The example uses an error model built from observed data.

(in the config file)
error_model1 = example/ErrprofR1.txt  
error_model2 = example/ErrprofR2.txt
  • Optional mutation distributions.
    By default the location of variable sites will be selected from a random uniform distribution across the genome. Optionally, some proportion of mutation locations can be generated in a clustered fashion (pairs of mutations closer to each other than would be expected from a random distributions). The distance between these sites is drawn from an exponential distribution, the variance of which must be given using exponential_mean. The lower the mean value the more closely clustered paired sites will be. These can be tricky to estimate from observed data, and trial and error comparing observed and simulated mutation distance distributions is helpful, but note that SNP calling
#parameters for clustering of variable site locations (OPTIONAL)
mutation_clustering = ON
percent_clustered = 0.25
exponential_mean = 10

Setting mutation_clustering clustering to OFF will cause these values to be ignored and mutation locations to be drawn from a uniform random distribution.
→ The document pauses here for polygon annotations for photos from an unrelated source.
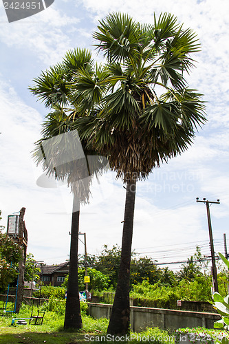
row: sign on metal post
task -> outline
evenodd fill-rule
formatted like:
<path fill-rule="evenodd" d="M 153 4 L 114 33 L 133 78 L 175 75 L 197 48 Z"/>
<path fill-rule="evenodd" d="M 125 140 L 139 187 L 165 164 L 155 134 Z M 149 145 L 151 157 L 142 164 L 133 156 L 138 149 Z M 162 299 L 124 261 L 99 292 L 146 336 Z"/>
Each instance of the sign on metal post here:
<path fill-rule="evenodd" d="M 7 223 L 7 234 L 8 235 L 12 237 L 19 236 L 19 215 L 8 215 Z"/>

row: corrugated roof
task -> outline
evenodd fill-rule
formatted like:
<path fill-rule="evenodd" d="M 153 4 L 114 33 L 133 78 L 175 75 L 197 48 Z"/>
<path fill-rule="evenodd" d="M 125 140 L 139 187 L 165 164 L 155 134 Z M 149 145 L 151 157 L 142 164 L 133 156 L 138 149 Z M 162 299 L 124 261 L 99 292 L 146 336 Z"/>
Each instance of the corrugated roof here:
<path fill-rule="evenodd" d="M 69 261 L 65 261 L 58 265 L 44 265 L 43 268 L 43 275 L 52 275 L 56 271 L 69 265 Z"/>

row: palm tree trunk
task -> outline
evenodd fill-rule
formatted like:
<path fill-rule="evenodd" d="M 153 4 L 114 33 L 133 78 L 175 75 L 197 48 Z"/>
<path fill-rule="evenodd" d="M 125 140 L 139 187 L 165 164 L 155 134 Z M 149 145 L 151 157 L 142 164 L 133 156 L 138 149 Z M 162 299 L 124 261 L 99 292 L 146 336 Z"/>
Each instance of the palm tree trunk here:
<path fill-rule="evenodd" d="M 130 330 L 129 281 L 136 181 L 127 184 L 122 252 L 116 295 L 107 333 L 123 336 Z"/>
<path fill-rule="evenodd" d="M 80 305 L 78 282 L 78 241 L 80 211 L 80 201 L 74 195 L 72 218 L 69 273 L 67 292 L 65 329 L 79 330 L 82 327 Z"/>

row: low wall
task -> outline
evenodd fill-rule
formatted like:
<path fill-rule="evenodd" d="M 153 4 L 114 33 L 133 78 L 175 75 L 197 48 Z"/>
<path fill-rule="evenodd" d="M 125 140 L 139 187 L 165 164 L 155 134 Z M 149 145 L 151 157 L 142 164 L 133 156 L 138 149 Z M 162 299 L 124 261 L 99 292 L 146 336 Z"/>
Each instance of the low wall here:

  • Optional insertion and deletion parameters.
    By default no insertions or deletions will be simulated. If an indel model and indel rate are specified, inserstions and deltions will be simulated using indelible. For information about paramaters, see http://abacus.gene.ucl.ac.uk/software/indelible/manual/model.shtml for more information.
#Optional Indel Parameters,
indel_model =  LAV 1.7  541   #  specifies the indel length distribution
indel_rate  =   0.1       #  rates of insertion and deletion are both 0.i

Run the program!

python treetoreads.py example.config

The only command line argument is your config file.

Output files

By default the sequence files will have the names of the tips in the input tree. Alternatively, a prefix can be specified using

prefix = sim_

The key output files consist of:
* fasta_files - a folder containing the simulated genomes for each tip in the tree The fasta files in this folder can be used in conjunction with Art for more fine grained read simulation.
* fastq - folder containing folders with the names of each tip from the simulation tree. In each of these folders are the simulated reads in .fastq format and .sam format file of the read alignments.
* mutsites.txt - unordered list of the locations of mutations in the genome
* sim.vcf - A vcf file for the simulated mutations with respect to the anchor genome. Includes indels if simulated. Quality scores are all set to 40. * var_site_matrix - an unordered list of the base present in each tip at each variable site, in the format "tip_name base genome_location"

Other files
* analysis_configuration.cfg is a copy of the config file used for the analysis
* seq_sim.txt is the seqgen output file from which the variable sites are drawn.
* art_log and seqgen_log are the output files of art and seqgen, respectively, and are useful for diagnosing issues.
* simtree.tre and simtree.tre.bu are the input tree with any polymotimies resolved.